Method	Type	Default	Description
`.modelId(String)`	`String`	`inference4j/distilbert-base-uncased-finetuned-sst-2-english`	HuggingFace model ID
`.modelSource(ModelSource)`	`ModelSource`	`HuggingFaceModelSource`	Model resolution strategy
`.sessionOptions(SessionConfigurer)`	`SessionConfigurer`	default	ONNX Runtime session config
`.tokenizer(Tokenizer)`	`Tokenizer`	auto-loaded `WordPieceTokenizer`	Custom tokenizer
`.config(ModelConfig)`	`ModelConfig`	auto-loaded from `config.json`	Model config with labels
`.outputOperator(OutputOperator)`	`OutputOperator`	auto-detected (softmax or sigmoid)	Output activation
`.maxLength(int)`	`int`	`512`	Maximum token sequence length

Result type¶

TextClassification is a record with:

Field	Type	Description
`label()`	`String`	Classification label (e.g., `POSITIVE`)
`classIndex()`	`int`	Numeric class index
`confidence()`	`float`	Confidence score (0.0 to 1.0)

Using custom models¶

Any HuggingFace text classification model exported to ONNX will work, as long as it includes vocab.txt and config.json with id2label mappings.

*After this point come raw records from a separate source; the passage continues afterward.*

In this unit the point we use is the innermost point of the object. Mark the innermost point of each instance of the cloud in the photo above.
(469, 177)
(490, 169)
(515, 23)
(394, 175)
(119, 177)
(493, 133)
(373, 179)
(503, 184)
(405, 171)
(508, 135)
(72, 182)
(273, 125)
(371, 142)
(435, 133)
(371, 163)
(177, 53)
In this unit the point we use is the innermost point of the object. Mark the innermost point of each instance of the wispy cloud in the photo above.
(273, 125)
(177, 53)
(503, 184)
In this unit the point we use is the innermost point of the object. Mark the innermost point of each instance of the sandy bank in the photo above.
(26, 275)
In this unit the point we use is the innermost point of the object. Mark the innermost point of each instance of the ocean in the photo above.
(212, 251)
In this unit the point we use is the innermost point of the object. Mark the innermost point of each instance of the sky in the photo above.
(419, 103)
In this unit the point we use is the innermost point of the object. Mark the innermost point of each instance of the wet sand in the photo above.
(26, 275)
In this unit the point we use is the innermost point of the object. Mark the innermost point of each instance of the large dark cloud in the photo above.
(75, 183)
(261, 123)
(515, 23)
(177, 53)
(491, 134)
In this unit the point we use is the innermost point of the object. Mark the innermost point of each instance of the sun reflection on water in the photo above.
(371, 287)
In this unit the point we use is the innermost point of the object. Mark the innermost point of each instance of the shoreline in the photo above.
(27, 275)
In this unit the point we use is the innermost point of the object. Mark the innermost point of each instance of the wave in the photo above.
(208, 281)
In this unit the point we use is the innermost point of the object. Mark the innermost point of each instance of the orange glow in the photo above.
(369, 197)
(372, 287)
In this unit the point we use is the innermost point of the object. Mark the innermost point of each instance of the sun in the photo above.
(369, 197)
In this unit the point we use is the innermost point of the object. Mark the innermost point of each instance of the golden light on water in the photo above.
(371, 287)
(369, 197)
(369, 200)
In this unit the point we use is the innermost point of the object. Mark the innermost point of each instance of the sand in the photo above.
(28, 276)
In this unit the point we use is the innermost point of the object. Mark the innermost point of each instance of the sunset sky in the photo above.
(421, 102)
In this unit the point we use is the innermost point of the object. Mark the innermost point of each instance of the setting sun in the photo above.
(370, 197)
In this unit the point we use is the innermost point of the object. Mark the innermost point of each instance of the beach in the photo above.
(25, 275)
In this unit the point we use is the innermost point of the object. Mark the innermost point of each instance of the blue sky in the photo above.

try (var classifier = DistilBertTextClassifier.builder()
        .modelId("your-org/your-model")
        .build()) {
    classifier.classify("Some text");
}

The output activation (softmax vs sigmoid) is auto-detected from config.json:

problem_type: "multi_label_classification" → sigmoid
Everything else → softmax

Tips¶

The default model is fine-tuned on SST-2 (movie reviews). For other domains (product reviews, support tickets), use a model fine-tuned on relevant data.
Use .classify(text, topK) to limit the number of returned classifications.
For multi-label classification (where multiple labels can be true simultaneously), use a model with problem_type: "multi_label_classification" in its config.json.